Tom: What I'm finding is that in a direct way in the immediate time before the changes, gay people were not involved, but in a deeper and longer way, perhaps gay people were partly responsible for the changes. They almost seem to have made the changes before they occurred in the whole society. I find that there has been going for several years a real development in sexual politics in the GDR. It seems to me that this started going in very unlikely places - the Church, but also in the military, and in other quarters where there were constant discussions going on. people finding out (about themselves), coming out, and that the coming out process was so fruitful and exciting that most of the gay community was caught up init at  the moment that these other changes occurred.

For that reason I think the gay movement has been catching its breath now, to find out how to proceed ahead. I'm finding that there is a unity in the gay groups here. That they don't want to be eaten up by the west groups. They don't want to be suddenly overwhelmed by the west economy and west politics. They want to remain true to what their coming out process was - and that was a genuinely humanistic movement for sexual freedom in a kind of integrated way. That’s another  thing I've found. Even more than in the U.S. the gay movement seems to be very integrated with other kinds of sexual politics. There seems to be a conscious attempt in groups like Courage to say we're for sexual freedom, for a coming out of society. That gay liberation really means the liberation of the whole of society. I heard this idea also in the Sonntags-Club. I think that's a really good development. I have the feeling that you've had a momentous upheaval of your own on top of what I think is an annexation rather than a re-union. This is going on so brutally now, that it's knocked everyone off their feet. I have some real optimism, however, because I've met some of the finest gay activists that I've seen anywhere in the world, in several of the groups here. I think there'll be a coming together, a growth. That makes it very exciting.
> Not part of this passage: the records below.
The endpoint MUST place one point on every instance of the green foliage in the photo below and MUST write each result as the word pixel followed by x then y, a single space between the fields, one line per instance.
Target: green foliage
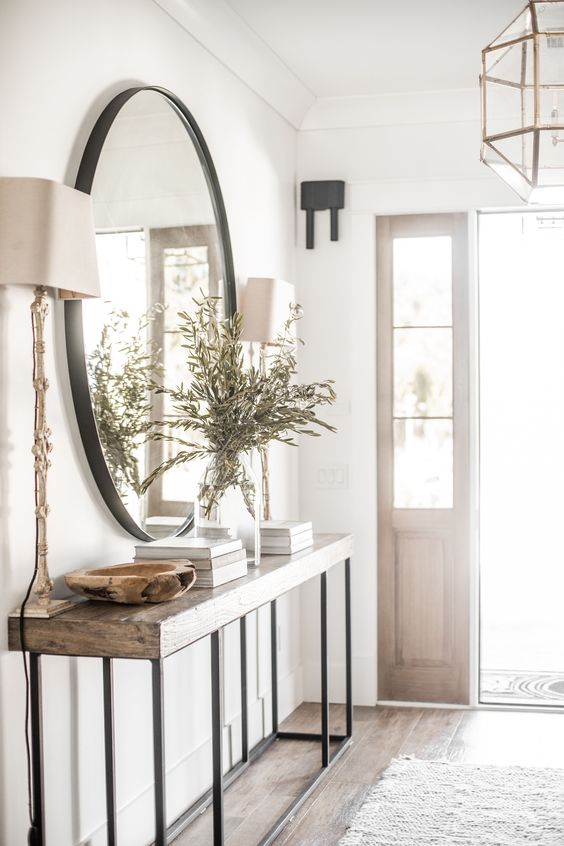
pixel 235 408
pixel 121 370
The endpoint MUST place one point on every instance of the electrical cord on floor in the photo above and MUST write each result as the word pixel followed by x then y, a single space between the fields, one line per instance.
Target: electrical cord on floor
pixel 33 832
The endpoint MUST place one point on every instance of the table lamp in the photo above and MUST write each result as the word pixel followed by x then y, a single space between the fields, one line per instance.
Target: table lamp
pixel 47 240
pixel 266 308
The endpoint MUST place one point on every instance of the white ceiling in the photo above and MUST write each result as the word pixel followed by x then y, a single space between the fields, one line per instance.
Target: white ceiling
pixel 363 47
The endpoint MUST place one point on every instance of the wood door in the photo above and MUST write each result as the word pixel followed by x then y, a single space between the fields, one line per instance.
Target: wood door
pixel 423 472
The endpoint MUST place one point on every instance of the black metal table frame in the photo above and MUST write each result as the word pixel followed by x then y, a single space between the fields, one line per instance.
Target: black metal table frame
pixel 214 795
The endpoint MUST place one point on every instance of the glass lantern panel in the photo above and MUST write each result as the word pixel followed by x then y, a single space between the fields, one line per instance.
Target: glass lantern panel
pixel 518 149
pixel 423 372
pixel 551 161
pixel 507 108
pixel 519 27
pixel 511 64
pixel 550 16
pixel 509 174
pixel 551 73
pixel 422 281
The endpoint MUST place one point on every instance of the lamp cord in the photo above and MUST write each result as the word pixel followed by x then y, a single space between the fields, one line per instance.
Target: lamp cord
pixel 33 832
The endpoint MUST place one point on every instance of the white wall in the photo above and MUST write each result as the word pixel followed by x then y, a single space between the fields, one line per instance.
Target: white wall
pixel 60 63
pixel 398 154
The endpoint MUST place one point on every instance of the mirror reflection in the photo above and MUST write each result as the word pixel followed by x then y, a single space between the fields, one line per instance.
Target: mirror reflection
pixel 158 248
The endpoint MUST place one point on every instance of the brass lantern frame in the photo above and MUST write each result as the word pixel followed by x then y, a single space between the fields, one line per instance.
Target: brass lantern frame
pixel 526 129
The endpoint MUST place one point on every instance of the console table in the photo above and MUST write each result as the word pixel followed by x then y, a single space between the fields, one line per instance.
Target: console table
pixel 153 632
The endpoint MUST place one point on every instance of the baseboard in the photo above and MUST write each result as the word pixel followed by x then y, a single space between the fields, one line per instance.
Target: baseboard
pixel 386 703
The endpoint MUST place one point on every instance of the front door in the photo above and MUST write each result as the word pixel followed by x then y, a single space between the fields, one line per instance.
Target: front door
pixel 423 467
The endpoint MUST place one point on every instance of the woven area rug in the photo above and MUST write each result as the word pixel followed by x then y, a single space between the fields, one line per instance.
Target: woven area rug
pixel 419 803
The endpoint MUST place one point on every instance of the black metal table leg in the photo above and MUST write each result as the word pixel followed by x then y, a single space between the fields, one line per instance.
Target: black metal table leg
pixel 324 676
pixel 348 645
pixel 109 749
pixel 274 664
pixel 244 704
pixel 37 746
pixel 159 752
pixel 217 736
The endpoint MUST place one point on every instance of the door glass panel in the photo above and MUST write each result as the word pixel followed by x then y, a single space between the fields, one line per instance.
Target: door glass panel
pixel 423 372
pixel 423 463
pixel 422 281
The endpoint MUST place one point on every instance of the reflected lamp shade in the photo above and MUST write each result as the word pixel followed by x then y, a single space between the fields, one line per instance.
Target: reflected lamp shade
pixel 47 237
pixel 522 85
pixel 266 307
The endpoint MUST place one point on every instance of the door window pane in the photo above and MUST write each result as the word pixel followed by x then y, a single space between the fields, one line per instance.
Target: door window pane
pixel 422 372
pixel 423 463
pixel 422 281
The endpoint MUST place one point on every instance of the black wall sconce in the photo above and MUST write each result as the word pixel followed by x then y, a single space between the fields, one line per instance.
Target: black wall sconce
pixel 319 196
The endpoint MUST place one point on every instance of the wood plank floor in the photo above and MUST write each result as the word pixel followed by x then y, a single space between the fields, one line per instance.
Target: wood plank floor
pixel 262 793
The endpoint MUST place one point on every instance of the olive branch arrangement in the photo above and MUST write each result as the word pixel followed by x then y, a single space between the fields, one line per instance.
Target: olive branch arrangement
pixel 121 369
pixel 235 408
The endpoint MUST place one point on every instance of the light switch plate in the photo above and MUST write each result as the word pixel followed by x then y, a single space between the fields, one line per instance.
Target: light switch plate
pixel 333 477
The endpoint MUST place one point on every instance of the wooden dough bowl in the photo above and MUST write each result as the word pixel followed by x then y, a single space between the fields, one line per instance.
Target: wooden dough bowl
pixel 134 584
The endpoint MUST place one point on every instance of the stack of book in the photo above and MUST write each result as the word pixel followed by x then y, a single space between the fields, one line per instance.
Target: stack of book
pixel 283 537
pixel 217 560
pixel 210 529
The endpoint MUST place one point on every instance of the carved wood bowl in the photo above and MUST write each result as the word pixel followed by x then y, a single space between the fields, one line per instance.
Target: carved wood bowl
pixel 134 584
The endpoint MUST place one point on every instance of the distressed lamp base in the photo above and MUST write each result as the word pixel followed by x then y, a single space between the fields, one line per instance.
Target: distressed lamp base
pixel 45 610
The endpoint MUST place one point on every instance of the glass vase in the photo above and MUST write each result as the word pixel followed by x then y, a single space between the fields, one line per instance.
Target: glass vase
pixel 211 490
pixel 252 496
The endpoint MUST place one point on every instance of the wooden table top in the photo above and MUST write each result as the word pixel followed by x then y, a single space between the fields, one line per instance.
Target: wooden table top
pixel 106 629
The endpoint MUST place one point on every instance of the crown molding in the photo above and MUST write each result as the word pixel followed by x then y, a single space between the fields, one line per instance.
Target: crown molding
pixel 404 108
pixel 224 34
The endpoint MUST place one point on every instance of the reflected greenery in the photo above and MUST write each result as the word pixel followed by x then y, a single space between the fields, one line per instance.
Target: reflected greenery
pixel 121 368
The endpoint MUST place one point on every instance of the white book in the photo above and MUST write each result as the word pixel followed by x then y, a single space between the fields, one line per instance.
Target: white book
pixel 211 529
pixel 286 542
pixel 204 563
pixel 271 528
pixel 214 578
pixel 195 549
pixel 277 550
C.M-S: And your views on general developments here in the GDR?
Tom: As we’ve talked to people generally, I’ve found no-one who is satisfied with the present direction of things. There seems  to be almost no-one from ordinary workers to professional people, people in all ranks of society, seem to be just generally dismayed. At the same time they feel powerless to stop this onslaught that's going on, especially the overwhelming of GDR economy with west consumer goods, - the free market economy. There is a nervousness in the population. People have told me that they are so afraid; they don't know about the future of their work, their housing, their health care. They're quite afraid. From different sources I've gathered that there may be a coming storm, and unfortunately, it may include a strong right-wing reaction as well. There seems to be a strong left-wing movement generally in Berlin among the working class. People seem to have withstood the problems and excesses of Stalinism in the last years. It probably has its roots way back in German history. So you have a combination of leftwing movement and the rightwing nationalism, plus this incredible idiocy that's going on with the economy - the dismissal of hundreds of thousands of people from their jobs. It seems as though there might be a terrific upheaval here the next year, although, of course, that is only a guess.

C.M-S: You went swimming at the Sport and Recreation Centre today?
Tom: Yes. It's a fine place, equal of anything I know in the States. It was interesting I cause when we came out went towards the park. We walking along the street with traffic all around, and I looked to my right, and there was a stark naked woman. in Boston Massachusetts, or most other parts of the US, that would be utterly unthinkable. It is quite refreshing. I think it is wonderful. It was in the area where the nudist bathing is allowed. We have in the US taken the most puritanical direction in the last ten years. Nudity is totally forbidden - even the nudity of young children and infants. Allowing a child to be nude in public, or naked baby is punishable in Massachusetts by up to ten years in prison ! This relaxed atmosphere here with regard to the body and sexuality is one of the healthiest things that Germany has.

C. M-S: Thank you for the interview.